Children are a common sight around farms, and Nowatzki said that along with the common-sense approach of keeping them safely away from all equipment in general, they also shouldn't be given rides on tractors - something every farmer in the state has probably been guilty of doing at one time or another.
"It's so hard not to," Nowatzki said.
"I guess it's good to remind farm families that children should not be where farm equipment is," he added. "Despite the desire they have to be there."
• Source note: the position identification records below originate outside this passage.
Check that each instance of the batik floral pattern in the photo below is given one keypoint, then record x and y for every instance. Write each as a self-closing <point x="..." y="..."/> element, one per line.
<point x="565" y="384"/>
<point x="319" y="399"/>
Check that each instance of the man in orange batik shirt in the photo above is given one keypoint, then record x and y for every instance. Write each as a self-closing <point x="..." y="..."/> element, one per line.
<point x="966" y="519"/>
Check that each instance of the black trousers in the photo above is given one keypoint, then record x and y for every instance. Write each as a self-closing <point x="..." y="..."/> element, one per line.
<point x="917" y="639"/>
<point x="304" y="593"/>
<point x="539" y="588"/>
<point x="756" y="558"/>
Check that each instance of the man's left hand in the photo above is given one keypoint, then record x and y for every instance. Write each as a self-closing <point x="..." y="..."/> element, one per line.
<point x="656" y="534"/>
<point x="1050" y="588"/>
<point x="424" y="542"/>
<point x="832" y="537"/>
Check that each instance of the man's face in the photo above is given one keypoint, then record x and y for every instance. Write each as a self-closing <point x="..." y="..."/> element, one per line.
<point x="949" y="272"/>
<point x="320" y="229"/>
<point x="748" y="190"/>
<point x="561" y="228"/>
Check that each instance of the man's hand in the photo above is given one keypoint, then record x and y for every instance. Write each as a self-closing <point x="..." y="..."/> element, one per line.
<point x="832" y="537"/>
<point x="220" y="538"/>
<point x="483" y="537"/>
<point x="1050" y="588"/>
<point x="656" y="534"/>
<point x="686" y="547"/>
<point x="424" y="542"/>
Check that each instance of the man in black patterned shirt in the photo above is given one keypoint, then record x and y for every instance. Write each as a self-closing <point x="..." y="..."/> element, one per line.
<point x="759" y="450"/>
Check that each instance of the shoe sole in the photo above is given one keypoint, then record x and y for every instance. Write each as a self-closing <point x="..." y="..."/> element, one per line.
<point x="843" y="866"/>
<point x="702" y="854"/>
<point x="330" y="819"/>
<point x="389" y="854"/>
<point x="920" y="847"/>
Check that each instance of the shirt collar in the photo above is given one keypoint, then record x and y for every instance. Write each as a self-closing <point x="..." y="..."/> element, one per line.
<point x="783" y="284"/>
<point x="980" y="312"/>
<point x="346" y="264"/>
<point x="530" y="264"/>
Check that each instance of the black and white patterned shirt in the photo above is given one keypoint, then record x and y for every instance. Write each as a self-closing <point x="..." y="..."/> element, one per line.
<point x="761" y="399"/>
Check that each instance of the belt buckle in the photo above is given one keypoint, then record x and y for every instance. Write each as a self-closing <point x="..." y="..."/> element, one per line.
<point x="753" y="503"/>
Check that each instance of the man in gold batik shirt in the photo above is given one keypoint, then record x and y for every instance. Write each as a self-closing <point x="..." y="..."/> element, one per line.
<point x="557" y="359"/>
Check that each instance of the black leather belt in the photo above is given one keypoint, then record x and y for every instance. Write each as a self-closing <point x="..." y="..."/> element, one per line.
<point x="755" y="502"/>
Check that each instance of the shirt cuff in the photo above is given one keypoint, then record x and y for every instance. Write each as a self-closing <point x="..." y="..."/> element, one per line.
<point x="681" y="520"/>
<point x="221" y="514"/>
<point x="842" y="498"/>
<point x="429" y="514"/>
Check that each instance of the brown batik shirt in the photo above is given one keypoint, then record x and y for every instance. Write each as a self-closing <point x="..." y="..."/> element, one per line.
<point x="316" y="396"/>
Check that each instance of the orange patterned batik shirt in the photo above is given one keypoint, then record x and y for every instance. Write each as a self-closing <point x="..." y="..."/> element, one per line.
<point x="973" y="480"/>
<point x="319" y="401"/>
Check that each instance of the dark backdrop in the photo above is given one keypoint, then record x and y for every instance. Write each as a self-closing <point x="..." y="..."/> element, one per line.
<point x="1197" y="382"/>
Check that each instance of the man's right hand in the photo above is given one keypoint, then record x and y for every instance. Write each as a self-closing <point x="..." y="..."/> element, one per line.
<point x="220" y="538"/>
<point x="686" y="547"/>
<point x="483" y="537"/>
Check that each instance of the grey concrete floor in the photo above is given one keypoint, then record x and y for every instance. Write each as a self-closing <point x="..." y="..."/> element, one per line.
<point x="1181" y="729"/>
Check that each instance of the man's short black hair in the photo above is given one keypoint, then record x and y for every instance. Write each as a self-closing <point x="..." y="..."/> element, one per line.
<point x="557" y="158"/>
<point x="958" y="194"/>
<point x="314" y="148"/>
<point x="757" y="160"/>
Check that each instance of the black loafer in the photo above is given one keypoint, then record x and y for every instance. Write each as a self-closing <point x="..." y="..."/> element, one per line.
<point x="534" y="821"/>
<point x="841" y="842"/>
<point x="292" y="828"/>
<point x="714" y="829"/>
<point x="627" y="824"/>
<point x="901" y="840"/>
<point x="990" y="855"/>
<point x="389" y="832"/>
A tractor's power take-off, which can be used to power such things as grain augers, is another thing that should be treated with extreme care. When getting off a piece of equipment with a power take-off, whether to service it or just take a look, a farmer needs to turn off the engine, which is particularly true around large, round hay balers during haying season. That advice goes for any kind of equipment with moving parts, including combines and even grain trucks, which can suddenly jump into gear and run over an unsuspecting driver.
Nowatzki said it's not like a large amount of people die every year in farm-related accidents these days - he didn't have any specific statistics on hand - but anything that can be done to reduce those numbers further is worth it.
Nowatzki said of producers trying to get their work done as quickly as possible, "They need to take their time."
"An extra couple minutes isn't worth a life," Haugeberg said in agreement. "Just slow down and make sure you look at what you're doing. Just take your time and look around you, because it's just too easy to back up and get caught in something."
"Safety goes into everything," Hardy added.